6. The system according to claim 3, characterized in that, For each pixel within a non-critical pixel region, the sharing client obtains the new pixel value of that pixel in the following manner; Determine the original R channel value, G channel value, and B channel value of the pixel; Perform a bitwise AND operation between the original channel value of the pixel and a preset binary field; Perform a bitwise OR operation between the byte at the same pixel position in the target color channel embedding matrix and the corresponding bitwise AND operation result; Based on the result of the bitwise OR operation, the corresponding new channel value is determined; The new pixel value is determined based on the new R channel value, G channel value, and B channel value of the pixel.
7. The system according to claim 4, characterized in that, The shared client generates encrypted sample data in the following ways: Convert text-formatted sample data into a binary bitstream; Encrypted sample data is generated by encrypting and compressing a binary bit stream using a preset key.
8. The system according to claim 7, characterized in that, The first shared client generates a byte embedding key based on the pixel position of the byte to be written, the byte embedding key being used at least to indicate the pixel position and color channel of the byte to be written; The first sharing client sends the encrypted embedded brain tissue slice image, the preset key, and the byte embedding key to the second sharing client indicated by the sharing instruction.
9. The system according to claim 1, characterized in that, The first sharing client performs image quality detection on the embedded brain tissue slice image.
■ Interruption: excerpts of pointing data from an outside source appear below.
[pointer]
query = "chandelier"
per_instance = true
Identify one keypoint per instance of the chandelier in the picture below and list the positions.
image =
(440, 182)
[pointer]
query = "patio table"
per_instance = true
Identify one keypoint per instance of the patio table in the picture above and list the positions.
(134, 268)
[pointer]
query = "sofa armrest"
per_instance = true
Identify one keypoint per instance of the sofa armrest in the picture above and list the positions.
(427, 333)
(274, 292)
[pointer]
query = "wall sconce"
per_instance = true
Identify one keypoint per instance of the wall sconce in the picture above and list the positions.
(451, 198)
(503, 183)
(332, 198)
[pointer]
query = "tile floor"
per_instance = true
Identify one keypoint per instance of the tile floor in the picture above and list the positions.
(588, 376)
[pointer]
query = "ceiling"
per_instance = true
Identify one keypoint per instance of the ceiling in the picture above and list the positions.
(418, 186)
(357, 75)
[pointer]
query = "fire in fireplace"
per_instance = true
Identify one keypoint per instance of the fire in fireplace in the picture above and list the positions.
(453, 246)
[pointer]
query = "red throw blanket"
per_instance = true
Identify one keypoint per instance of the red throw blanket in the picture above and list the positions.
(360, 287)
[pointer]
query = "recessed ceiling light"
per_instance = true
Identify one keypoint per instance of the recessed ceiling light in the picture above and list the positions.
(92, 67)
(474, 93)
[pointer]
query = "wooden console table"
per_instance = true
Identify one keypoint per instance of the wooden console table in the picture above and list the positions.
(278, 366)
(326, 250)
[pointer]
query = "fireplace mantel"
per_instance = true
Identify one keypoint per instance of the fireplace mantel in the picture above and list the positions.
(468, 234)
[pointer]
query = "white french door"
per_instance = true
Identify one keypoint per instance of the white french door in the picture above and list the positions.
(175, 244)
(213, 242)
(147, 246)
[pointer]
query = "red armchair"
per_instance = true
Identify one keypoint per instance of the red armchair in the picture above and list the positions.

If the quality detection passes, the encrypted embedded brain tissue slice image is sent to the second sharing client indicated by the sharing command.
10. The system according to claim 9, characterized in that, The shared client performs image quality detection in the following ways: Calculate the peak signal-to-noise ratio and structural similarity index of the embedded brain tissue slice images; If the peak signal-to-noise ratio and structural similarity index of the embedded brain tissue slice image both meet the corresponding threshold conditions, then the quality detection is deemed to have passed.